A História Militar recente aponta algumas experiências em que blindados sobre rodas ou sobre lagartas foram empregados. Normalmente, este tema é debatido à luz dos acontecimentos em Grozny (1999-2000) e em Falujah (2004), onde ficou destacada a vulnerabilidade desses meios.
Contudo, a Operação Paz na Galiléia (1982), em Beirute, e a Operação Thunder Run (março de 2004), na Guerra do Iraque, ainda não foram estudadas com a devida atenção, embora apresentem iniciativas exitosas no emprego de frações majoritariamente oriundas de forças blindadas e mecanizadas.
Sobre Grozny, cabe deixar registrado que os russos empregaram tropas sem o devido preparo, contra forças revoltosas que conheciam a doutrina do atacante, prepararam o terreno com obstáculos e organizaram um complexo e eficiente emaranhado de vias de acesso.
Em Falujah, a missão visava investir, de forma sistemática, empregando predominantemente fuzileiros desembarcados. Na ocasião, a missão coube aos Marines, com viaturas Carro de Lagarta Anfíbio (CLANF), com mobilidade e a proteção inferior às viaturas Bradley da Infantaria Mecanizada norteamericana.
Ao estudar a Operação Paz da Galiléia, considerada pelo Exército dos EUA como um dosmelhores empregos de blindados em áreas humanizadas, percebe-se pela primeira vez a utilização agressiva, cirúrgica e simultânea das frações.

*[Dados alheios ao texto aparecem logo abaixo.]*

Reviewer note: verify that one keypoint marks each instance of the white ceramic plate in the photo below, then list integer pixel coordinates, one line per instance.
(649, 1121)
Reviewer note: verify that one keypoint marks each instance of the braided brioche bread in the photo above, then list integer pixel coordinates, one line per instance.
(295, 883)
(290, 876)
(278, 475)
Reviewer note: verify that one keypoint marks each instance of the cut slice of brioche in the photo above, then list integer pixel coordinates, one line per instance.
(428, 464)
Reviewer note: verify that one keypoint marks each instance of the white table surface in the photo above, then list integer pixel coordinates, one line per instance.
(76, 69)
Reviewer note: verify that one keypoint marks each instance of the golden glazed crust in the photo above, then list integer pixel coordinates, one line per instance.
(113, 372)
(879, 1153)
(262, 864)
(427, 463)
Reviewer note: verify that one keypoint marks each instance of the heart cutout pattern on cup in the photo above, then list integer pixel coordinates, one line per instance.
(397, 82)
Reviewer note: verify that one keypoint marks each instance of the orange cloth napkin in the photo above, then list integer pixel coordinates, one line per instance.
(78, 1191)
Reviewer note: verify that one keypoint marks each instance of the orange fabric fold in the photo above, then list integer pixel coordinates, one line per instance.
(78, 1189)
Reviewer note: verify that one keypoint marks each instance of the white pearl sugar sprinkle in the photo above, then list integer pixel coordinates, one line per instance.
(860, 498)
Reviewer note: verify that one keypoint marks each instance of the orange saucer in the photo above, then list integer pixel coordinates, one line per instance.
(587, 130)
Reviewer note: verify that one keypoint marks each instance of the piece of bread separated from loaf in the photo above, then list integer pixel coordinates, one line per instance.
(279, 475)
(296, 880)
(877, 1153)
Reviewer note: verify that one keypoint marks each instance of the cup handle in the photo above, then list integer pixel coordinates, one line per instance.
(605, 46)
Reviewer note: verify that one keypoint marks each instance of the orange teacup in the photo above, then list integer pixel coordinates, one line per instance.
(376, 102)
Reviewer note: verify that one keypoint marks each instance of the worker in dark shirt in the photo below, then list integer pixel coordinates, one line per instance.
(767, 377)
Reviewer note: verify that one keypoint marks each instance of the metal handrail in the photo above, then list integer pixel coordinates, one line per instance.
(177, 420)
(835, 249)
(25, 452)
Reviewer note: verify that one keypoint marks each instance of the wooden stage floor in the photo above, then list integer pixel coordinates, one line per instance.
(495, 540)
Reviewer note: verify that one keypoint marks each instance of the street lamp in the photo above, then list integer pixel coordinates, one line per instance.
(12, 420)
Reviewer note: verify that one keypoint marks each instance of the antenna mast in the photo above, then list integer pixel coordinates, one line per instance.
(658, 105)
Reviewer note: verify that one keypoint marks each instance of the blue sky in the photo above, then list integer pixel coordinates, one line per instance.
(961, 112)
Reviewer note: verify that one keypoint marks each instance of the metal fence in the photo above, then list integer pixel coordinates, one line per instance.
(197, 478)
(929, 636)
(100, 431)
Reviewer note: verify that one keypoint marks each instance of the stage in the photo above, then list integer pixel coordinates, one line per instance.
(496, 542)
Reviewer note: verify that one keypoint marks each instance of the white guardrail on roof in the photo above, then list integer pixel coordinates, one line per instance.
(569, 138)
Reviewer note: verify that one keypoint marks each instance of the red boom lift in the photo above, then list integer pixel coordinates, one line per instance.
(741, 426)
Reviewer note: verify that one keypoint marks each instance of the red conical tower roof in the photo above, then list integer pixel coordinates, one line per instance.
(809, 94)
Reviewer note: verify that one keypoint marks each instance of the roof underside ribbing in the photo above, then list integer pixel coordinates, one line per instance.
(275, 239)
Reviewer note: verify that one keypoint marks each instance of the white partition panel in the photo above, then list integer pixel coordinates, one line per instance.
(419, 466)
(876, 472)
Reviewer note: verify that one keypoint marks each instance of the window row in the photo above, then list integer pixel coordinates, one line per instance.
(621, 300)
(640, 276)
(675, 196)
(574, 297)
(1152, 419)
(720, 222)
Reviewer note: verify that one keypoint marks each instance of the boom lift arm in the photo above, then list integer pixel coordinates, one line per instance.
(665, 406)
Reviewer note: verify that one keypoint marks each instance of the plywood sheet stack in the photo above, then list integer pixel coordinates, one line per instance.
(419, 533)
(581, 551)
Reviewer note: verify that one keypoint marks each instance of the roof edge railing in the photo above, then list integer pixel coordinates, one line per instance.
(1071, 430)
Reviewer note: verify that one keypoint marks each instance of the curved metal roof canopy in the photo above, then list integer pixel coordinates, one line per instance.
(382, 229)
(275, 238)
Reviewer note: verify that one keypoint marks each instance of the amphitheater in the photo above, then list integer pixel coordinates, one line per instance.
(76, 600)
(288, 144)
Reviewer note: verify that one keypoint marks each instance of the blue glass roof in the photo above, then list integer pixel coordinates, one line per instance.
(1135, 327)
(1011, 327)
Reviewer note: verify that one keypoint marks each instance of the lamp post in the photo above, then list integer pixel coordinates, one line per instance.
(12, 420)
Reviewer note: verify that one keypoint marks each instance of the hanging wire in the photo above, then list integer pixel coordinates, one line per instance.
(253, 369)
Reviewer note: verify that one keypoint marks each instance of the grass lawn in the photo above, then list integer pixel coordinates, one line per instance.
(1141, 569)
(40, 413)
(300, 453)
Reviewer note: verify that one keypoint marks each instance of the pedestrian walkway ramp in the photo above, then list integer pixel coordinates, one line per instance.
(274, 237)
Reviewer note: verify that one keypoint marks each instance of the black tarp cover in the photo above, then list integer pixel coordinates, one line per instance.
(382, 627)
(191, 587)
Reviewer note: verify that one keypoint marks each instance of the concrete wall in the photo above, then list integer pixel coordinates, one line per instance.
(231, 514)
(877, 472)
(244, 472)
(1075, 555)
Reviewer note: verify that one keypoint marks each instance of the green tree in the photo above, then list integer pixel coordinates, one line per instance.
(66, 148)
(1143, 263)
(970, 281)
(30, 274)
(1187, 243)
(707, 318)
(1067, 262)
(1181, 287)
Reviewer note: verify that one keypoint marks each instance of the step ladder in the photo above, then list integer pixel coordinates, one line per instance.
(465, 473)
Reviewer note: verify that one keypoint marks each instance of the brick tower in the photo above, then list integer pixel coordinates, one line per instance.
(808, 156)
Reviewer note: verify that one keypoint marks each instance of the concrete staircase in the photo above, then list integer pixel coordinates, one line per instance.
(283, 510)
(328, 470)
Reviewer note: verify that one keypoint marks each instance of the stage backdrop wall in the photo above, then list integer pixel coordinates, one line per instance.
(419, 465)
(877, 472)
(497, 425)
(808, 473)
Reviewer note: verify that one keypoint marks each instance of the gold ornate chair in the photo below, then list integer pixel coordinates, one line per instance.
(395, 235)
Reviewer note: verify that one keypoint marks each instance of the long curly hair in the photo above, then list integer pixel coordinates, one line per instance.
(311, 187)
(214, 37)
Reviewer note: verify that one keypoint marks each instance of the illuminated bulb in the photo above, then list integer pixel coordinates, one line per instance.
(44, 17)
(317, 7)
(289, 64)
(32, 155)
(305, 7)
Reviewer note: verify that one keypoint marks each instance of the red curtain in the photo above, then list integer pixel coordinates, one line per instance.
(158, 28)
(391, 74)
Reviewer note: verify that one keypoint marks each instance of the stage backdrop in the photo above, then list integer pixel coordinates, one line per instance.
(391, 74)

Esta técnica ficou conhecida como enxameamento², e foi utilizada no Thunder Run, durante a Guerra do Iraque.
Durante o Thunder Run, uma brigada blindada, com Carros de Combate (CC) Abrams e Viaturas Blindadas de Combate para Fuzileiros (VBC Fuz), atacou Bagdá, por diversos eixos diferentes, com objetivos específicos a serem conquistados e sem a missão de realizar a limpeza da cidade. O símbolo desta operação é a derrubada da estátua de Sadam Hussein³.
Esses últimos empregos indicam que estes veículos blindados, sobre rodas ou sobre lagartas, possuem características únicas para o cumprimento de quaisquer missões de combate. O blindado oferece a rapidez nos deslocamentos, o poder de fogo para decidir o combate a proteção para as nossas tropas e o consequente efeito dissuasório.
A grande mobilidade fornecida pelas viaturas permite alcançar os objetivos tempestivamente, inviabilizando aos oponentes o tempo de reorganização, dificultando-lhes manobrar.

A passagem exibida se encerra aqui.